Bill 38 is designed to protect medical professionals from being charged or sued for misconduct rather than ensure that the person who is being killed actually meets the criteria of the law.


The advanced request can one or two trusted "third persons" who would decide when the person, who has become incompetent, should die.

Once the advanced request for euthanasia is made the information will be maintained in a register of requests.

Section 29.9 allows a person to withdraw the advanced request at any time. The problem is that the person makes an advanced request because they anticipate that their condition will lead to becoming incompetent. Once a person is incompetent, they cannot legally change their mind.


Section 29.15 states that before administering medical aid in dying following an advance request, the competent professional must
(1) be of the opinion that the patient meets the following criteria:
It doesn't matter what the criteria states, the medical professional only needs to be of the opinion. To be of the opinion means that if someone complains that something wrong has happened, the medical professional is protected since they only need to be of the opinion...

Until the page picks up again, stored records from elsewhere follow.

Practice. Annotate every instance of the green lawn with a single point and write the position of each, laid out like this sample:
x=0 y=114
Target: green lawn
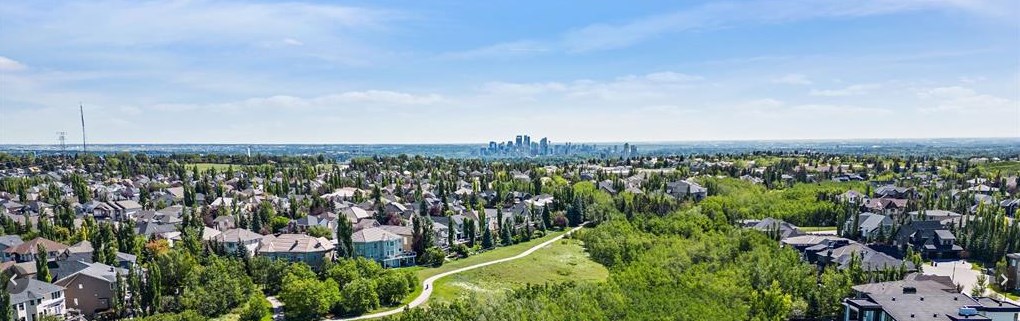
x=816 y=228
x=562 y=261
x=498 y=253
x=1004 y=167
x=206 y=166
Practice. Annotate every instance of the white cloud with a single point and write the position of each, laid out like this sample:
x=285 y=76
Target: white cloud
x=722 y=14
x=965 y=100
x=8 y=64
x=650 y=89
x=334 y=101
x=793 y=78
x=512 y=49
x=854 y=90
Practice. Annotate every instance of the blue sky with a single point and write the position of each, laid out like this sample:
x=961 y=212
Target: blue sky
x=471 y=71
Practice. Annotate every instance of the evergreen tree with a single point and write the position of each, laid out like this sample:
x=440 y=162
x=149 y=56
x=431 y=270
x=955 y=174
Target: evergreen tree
x=487 y=237
x=506 y=234
x=451 y=232
x=6 y=313
x=500 y=222
x=42 y=264
x=469 y=228
x=547 y=218
x=345 y=245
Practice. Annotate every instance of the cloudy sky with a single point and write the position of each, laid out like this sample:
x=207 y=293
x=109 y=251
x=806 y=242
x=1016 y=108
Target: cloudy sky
x=471 y=71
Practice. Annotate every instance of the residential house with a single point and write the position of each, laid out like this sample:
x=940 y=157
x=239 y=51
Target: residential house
x=7 y=242
x=686 y=189
x=769 y=225
x=870 y=225
x=26 y=252
x=326 y=220
x=297 y=248
x=929 y=238
x=893 y=192
x=1010 y=206
x=91 y=288
x=234 y=238
x=381 y=246
x=853 y=197
x=1013 y=271
x=885 y=206
x=922 y=300
x=404 y=232
x=32 y=299
x=223 y=222
x=355 y=214
x=871 y=260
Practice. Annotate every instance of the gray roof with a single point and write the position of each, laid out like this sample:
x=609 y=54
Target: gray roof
x=373 y=234
x=870 y=221
x=26 y=289
x=295 y=244
x=237 y=235
x=923 y=306
x=945 y=234
x=10 y=241
x=398 y=229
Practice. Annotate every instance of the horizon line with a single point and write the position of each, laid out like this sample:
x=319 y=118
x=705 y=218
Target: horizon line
x=833 y=140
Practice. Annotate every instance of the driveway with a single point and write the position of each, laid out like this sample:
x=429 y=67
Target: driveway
x=961 y=273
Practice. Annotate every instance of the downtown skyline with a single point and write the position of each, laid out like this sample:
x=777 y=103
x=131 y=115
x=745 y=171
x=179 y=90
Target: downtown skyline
x=397 y=72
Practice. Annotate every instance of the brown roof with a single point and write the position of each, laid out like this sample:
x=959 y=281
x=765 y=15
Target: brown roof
x=30 y=247
x=295 y=244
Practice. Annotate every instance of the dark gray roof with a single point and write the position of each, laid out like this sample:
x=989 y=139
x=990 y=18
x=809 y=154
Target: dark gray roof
x=924 y=306
x=10 y=241
x=24 y=289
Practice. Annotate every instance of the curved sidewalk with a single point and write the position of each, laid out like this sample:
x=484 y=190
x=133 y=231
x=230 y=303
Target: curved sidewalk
x=427 y=283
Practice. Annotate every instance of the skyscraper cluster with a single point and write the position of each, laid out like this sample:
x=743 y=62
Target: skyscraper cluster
x=522 y=146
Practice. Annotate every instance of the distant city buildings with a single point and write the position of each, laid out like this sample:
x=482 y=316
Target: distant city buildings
x=522 y=146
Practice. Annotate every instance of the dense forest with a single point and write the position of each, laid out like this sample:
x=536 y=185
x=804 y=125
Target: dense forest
x=681 y=266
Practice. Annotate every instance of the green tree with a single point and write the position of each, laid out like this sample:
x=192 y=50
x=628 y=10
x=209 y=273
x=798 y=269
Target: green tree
x=547 y=218
x=980 y=286
x=771 y=304
x=345 y=245
x=487 y=237
x=451 y=232
x=392 y=288
x=6 y=313
x=305 y=298
x=319 y=231
x=257 y=310
x=359 y=297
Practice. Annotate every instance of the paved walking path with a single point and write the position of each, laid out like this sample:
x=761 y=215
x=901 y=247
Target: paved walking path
x=427 y=283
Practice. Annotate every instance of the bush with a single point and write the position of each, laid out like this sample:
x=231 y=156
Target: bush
x=392 y=288
x=189 y=315
x=257 y=310
x=319 y=231
x=461 y=251
x=357 y=298
x=434 y=257
x=307 y=298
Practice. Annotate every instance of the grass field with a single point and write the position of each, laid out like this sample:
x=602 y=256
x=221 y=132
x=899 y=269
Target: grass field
x=206 y=166
x=816 y=228
x=497 y=254
x=562 y=261
x=1006 y=167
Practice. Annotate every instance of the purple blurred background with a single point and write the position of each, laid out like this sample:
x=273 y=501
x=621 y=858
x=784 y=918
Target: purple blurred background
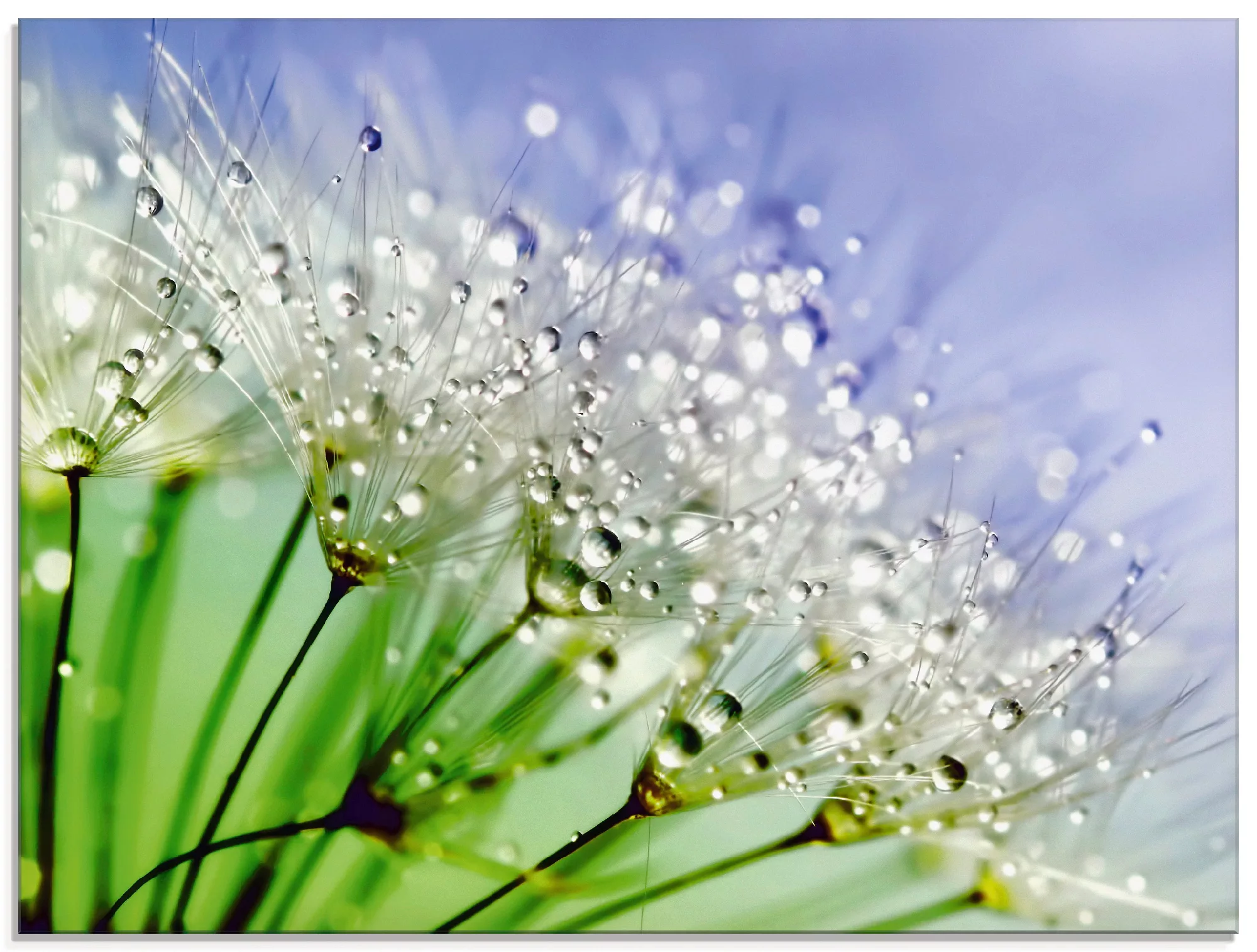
x=1078 y=178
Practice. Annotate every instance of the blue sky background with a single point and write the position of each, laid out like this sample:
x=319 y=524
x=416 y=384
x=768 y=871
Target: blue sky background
x=1079 y=177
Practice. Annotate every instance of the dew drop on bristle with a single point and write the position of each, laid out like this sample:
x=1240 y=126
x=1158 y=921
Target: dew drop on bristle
x=208 y=358
x=557 y=587
x=948 y=774
x=340 y=509
x=720 y=711
x=149 y=201
x=70 y=450
x=1006 y=714
x=600 y=548
x=113 y=380
x=348 y=305
x=679 y=744
x=128 y=412
x=590 y=346
x=595 y=596
x=134 y=361
x=549 y=341
x=511 y=241
x=239 y=175
x=273 y=259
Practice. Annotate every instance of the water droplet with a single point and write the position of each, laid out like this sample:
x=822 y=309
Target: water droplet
x=590 y=344
x=149 y=201
x=128 y=413
x=414 y=501
x=340 y=509
x=208 y=358
x=600 y=548
x=679 y=744
x=1006 y=714
x=114 y=380
x=799 y=592
x=595 y=596
x=273 y=259
x=948 y=774
x=549 y=341
x=720 y=711
x=67 y=450
x=239 y=175
x=510 y=241
x=348 y=304
x=557 y=586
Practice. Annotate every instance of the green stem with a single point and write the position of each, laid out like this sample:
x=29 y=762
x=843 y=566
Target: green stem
x=683 y=882
x=224 y=692
x=200 y=852
x=341 y=587
x=285 y=907
x=632 y=809
x=41 y=915
x=967 y=900
x=128 y=641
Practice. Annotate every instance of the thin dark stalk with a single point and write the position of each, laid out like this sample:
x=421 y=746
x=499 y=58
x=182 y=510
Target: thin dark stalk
x=217 y=710
x=285 y=907
x=41 y=916
x=633 y=809
x=341 y=587
x=200 y=852
x=135 y=618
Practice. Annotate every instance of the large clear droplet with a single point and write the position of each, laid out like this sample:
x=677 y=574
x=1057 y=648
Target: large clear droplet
x=948 y=774
x=678 y=745
x=1007 y=714
x=414 y=501
x=149 y=201
x=595 y=596
x=208 y=358
x=549 y=341
x=720 y=711
x=340 y=509
x=128 y=413
x=239 y=175
x=590 y=344
x=134 y=361
x=557 y=587
x=348 y=304
x=114 y=380
x=600 y=548
x=510 y=241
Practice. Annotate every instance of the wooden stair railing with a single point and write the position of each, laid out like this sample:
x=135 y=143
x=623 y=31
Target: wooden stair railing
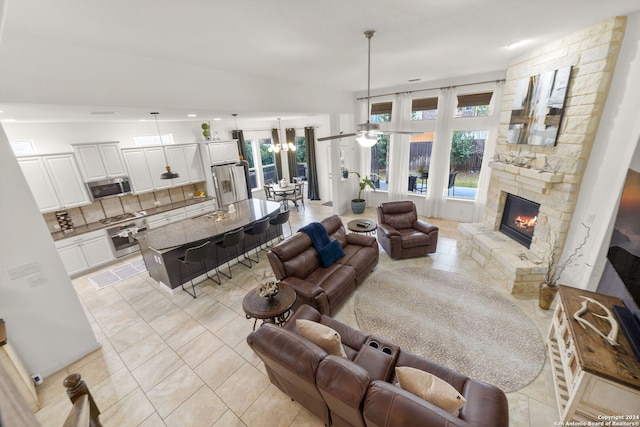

At least the Québec government recognized that someone who changes their mind might resist and indicate that they don't want to die. Bill 38 states at the end of section 29.15:
Any refusal to receive medical aid in dying expressed by a patient must be respected and it is prohibited to disregard it in any manner.
The Euthanasia Prevention Coalition recognizes that Bill 38 does not extend euthanasia to people with mental illness alone, nonetheless, the federal government extended euthanasia to people with mental illness alone with the passage of Bill C-7.

It is interesting that Bill 38 describes the process that the committee examining the euthanasia reports must go through to determine that a euthanasia death did not fit the criteria of the law and yet the medical professional must only be of the opinion that the person who was killed fit the criteria of the law. Once again, the law is designed to appear to provide effective oversight of the law, whereas, in reality the law lacks any effective oversight.